Free Base - ARC Applications Open
Tropes
Hurt/Comfort
Forced Proximity
Friends to Lovers
Slow Burn
Found family
First Time (Virgin MC)
I need to stop crushing on the hot new guy. Asking him to move in with me is the last thing I should do.
Ian
My main goal for sophomore year is to survive with my bruised, rejected heart intact. That looks a lot like avoiding anything that could hurt me, at least until Callum Cross shows up. He’s so quiet, it’s like he doesn’t want people to notice him, but Callum is too tall, too built, and too damn good-looking to hide from anyone, especially me.
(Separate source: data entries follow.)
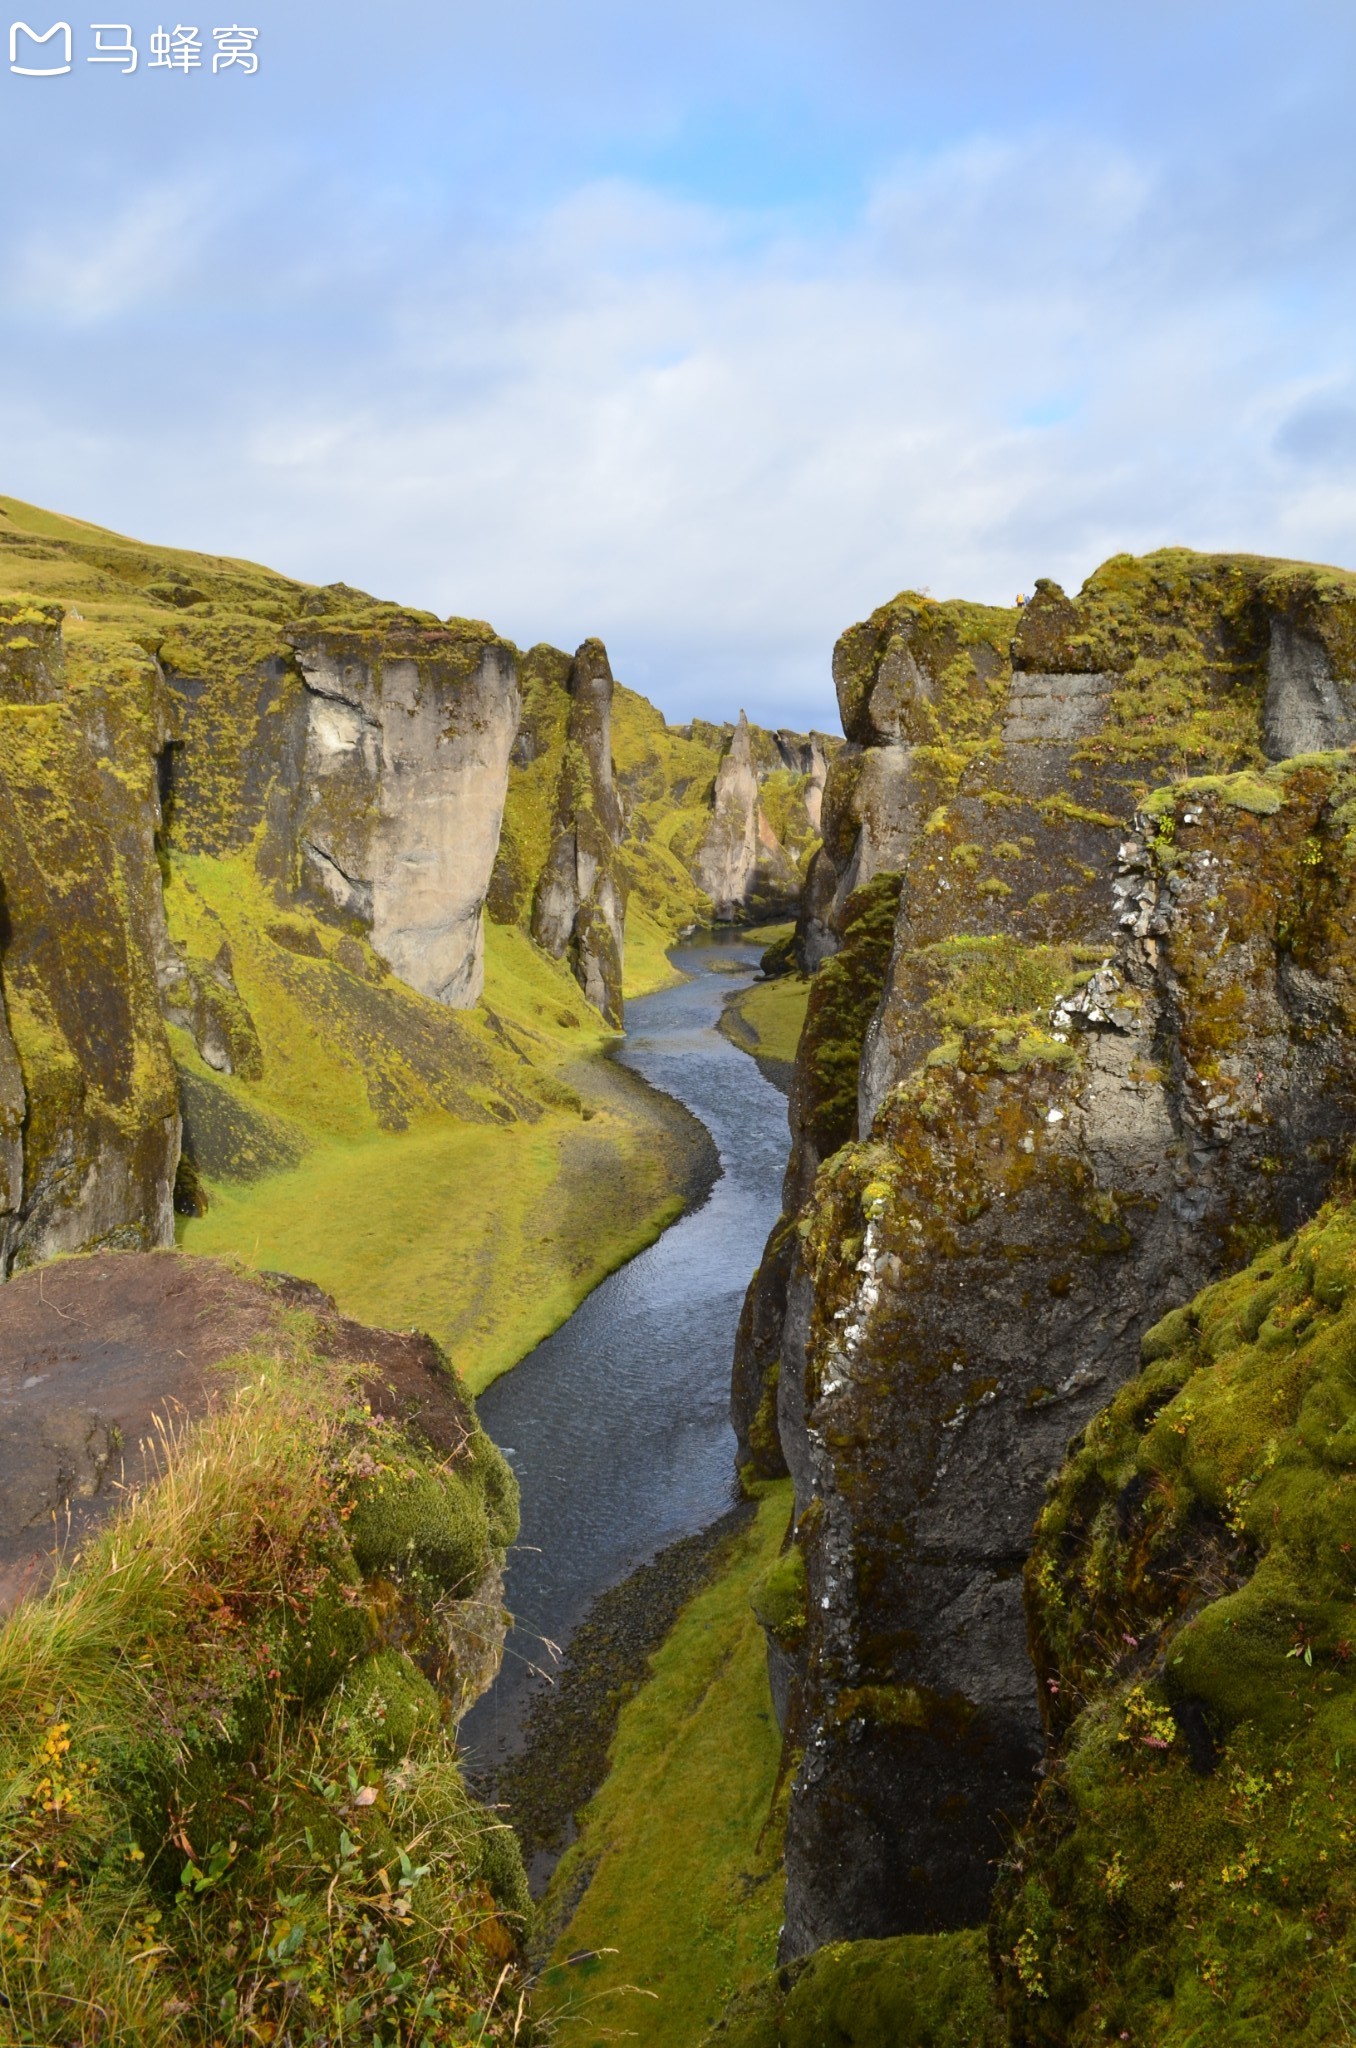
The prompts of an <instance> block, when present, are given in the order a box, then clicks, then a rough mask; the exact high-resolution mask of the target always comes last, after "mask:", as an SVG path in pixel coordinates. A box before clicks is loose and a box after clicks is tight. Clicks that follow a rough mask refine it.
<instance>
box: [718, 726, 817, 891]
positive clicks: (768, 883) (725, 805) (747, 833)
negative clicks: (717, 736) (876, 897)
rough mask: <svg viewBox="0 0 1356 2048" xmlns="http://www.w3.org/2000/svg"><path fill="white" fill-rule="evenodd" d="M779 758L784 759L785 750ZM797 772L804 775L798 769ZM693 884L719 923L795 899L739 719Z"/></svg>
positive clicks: (751, 757)
mask: <svg viewBox="0 0 1356 2048" xmlns="http://www.w3.org/2000/svg"><path fill="white" fill-rule="evenodd" d="M780 752H782V756H785V752H787V750H780ZM797 772H807V770H801V768H799V766H797ZM807 809H809V803H807ZM696 881H698V883H701V887H703V889H705V891H707V895H709V897H711V903H713V909H715V915H717V918H719V920H731V918H739V915H741V913H746V911H762V909H772V907H776V905H778V903H793V901H795V899H797V895H799V887H801V879H799V874H797V868H795V862H793V860H791V858H789V856H787V852H785V850H782V844H780V840H778V838H776V831H774V829H772V825H770V823H768V817H766V813H764V809H762V803H760V795H758V766H756V762H754V741H752V733H750V725H748V719H746V715H744V713H739V723H737V725H735V731H733V735H731V741H729V752H727V754H725V760H723V762H721V766H719V770H717V776H715V809H713V817H711V825H709V827H707V836H705V840H703V844H701V848H698V852H696Z"/></svg>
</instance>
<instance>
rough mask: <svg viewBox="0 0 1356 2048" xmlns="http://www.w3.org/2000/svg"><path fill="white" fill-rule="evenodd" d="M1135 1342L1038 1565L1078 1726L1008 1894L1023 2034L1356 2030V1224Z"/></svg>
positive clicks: (1068, 1717) (1063, 1504) (1094, 1429)
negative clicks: (1353, 1781) (1131, 1379)
mask: <svg viewBox="0 0 1356 2048" xmlns="http://www.w3.org/2000/svg"><path fill="white" fill-rule="evenodd" d="M1143 1354H1145V1360H1147V1364H1145V1370H1143V1372H1141V1376H1139V1378H1137V1380H1131V1382H1129V1384H1127V1386H1125V1389H1122V1391H1120V1393H1118V1395H1116V1399H1114V1401H1112V1403H1110V1405H1108V1407H1106V1409H1102V1413H1100V1415H1098V1417H1096V1419H1094V1421H1092V1423H1090V1425H1088V1430H1086V1432H1084V1436H1082V1438H1077V1440H1075V1444H1073V1452H1071V1456H1069V1462H1067V1464H1065V1468H1063V1473H1061V1475H1059V1481H1057V1485H1055V1487H1053V1489H1051V1497H1049V1501H1047V1507H1045V1511H1043V1516H1041V1520H1039V1524H1036V1546H1034V1550H1032V1556H1030V1563H1028V1567H1026V1585H1028V1612H1030V1616H1032V1645H1034V1649H1036V1657H1039V1669H1041V1675H1043V1677H1047V1675H1049V1683H1051V1698H1053V1702H1055V1708H1053V1712H1055V1714H1059V1716H1061V1726H1057V1735H1059V1737H1061V1741H1059V1747H1057V1751H1055V1761H1053V1767H1051V1772H1049V1776H1047V1778H1045V1780H1043V1786H1041V1792H1039V1796H1036V1804H1034V1810H1032V1817H1030V1821H1028V1823H1026V1829H1024V1833H1022V1835H1020V1839H1018V1843H1016V1849H1014V1860H1012V1866H1010V1870H1008V1872H1006V1876H1004V1882H1002V1886H1000V1903H998V1913H995V1948H998V1952H1000V1956H1002V1964H1004V1980H1006V1985H1004V1989H1006V1999H1008V2005H1010V2013H1012V2028H1014V2040H1018V2042H1022V2044H1026V2048H1034V2044H1049V2048H1055V2044H1059V2048H1069V2044H1094V2042H1100V2040H1104V2038H1108V2036H1110V2038H1112V2040H1114V2038H1116V2036H1118V2038H1120V2040H1127V2038H1129V2040H1135V2042H1155V2044H1159V2048H1190V2044H1200V2042H1211V2044H1221V2048H1266V2044H1272V2042H1286V2044H1313V2048H1319V2044H1327V2042H1352V2040H1356V1993H1354V1989H1352V1987H1354V1985H1356V1882H1354V1864H1352V1847H1354V1843H1356V1796H1354V1792H1352V1755H1354V1753H1356V1661H1352V1640H1356V1602H1354V1599H1352V1550H1354V1544H1356V1483H1354V1466H1356V1452H1354V1446H1356V1419H1354V1397H1352V1372H1354V1362H1356V1212H1354V1210H1352V1208H1350V1206H1346V1204H1331V1206H1327V1208H1323V1210H1321V1212H1319V1217H1317V1219H1315V1221H1313V1223H1309V1225H1307V1227H1305V1229H1301V1231H1299V1233H1297V1235H1295V1237H1290V1239H1286V1241H1284V1243H1280V1245H1274V1247H1270V1249H1268V1251H1264V1253H1262V1255H1260V1257H1258V1260H1254V1264H1252V1266H1247V1268H1245V1270H1243V1272H1239V1274H1233V1276H1231V1278H1229V1280H1223V1282H1219V1284H1217V1286H1211V1288H1206V1290H1204V1292H1202V1294H1198V1296H1196V1300H1194V1303H1190V1305H1188V1307H1186V1309H1176V1311H1172V1313H1170V1315H1168V1317H1166V1319H1163V1321H1161V1323H1157V1325H1155V1327H1153V1329H1151V1331H1147V1335H1145V1339H1143ZM1055 1688H1057V1690H1055ZM1067 1702H1069V1704H1067ZM1065 1704H1067V1706H1065Z"/></svg>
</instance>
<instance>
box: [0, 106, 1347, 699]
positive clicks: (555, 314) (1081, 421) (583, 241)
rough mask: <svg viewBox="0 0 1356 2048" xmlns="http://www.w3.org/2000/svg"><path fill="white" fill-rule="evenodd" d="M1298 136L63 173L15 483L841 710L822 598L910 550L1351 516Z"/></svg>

Sure, all signs point to Callum being straight, but nobody’s had his back before, and there’s nothing stopping us from just being friends. What makes things complicated is that Callum is exactly my type, and when he ends up crashing on my couch, there’s no escaping how much I’d rather have him in bed.
Callum
A thousand miles isn’t enough distance between here and home, not with nineteen years of baggage. I’m trying to keep my head down and stay out of the way where I belong, but Ian Scott doesn’t get the memo. I’m a shell of who I want to be, but that attractive, out-of-my-league baseball player talks to me like we’re friends, and then…we actually are.
Ian noticed me, but I can’t let him notice how I really feel—someone like him could never like me back. The only problem? He takes me in with open arms when I’m at my lowest. I know I’m not supposed to crave him, but he cares for me like nobody ever has. Ian gives me so much, and all I want is for him to take something back and take me apart.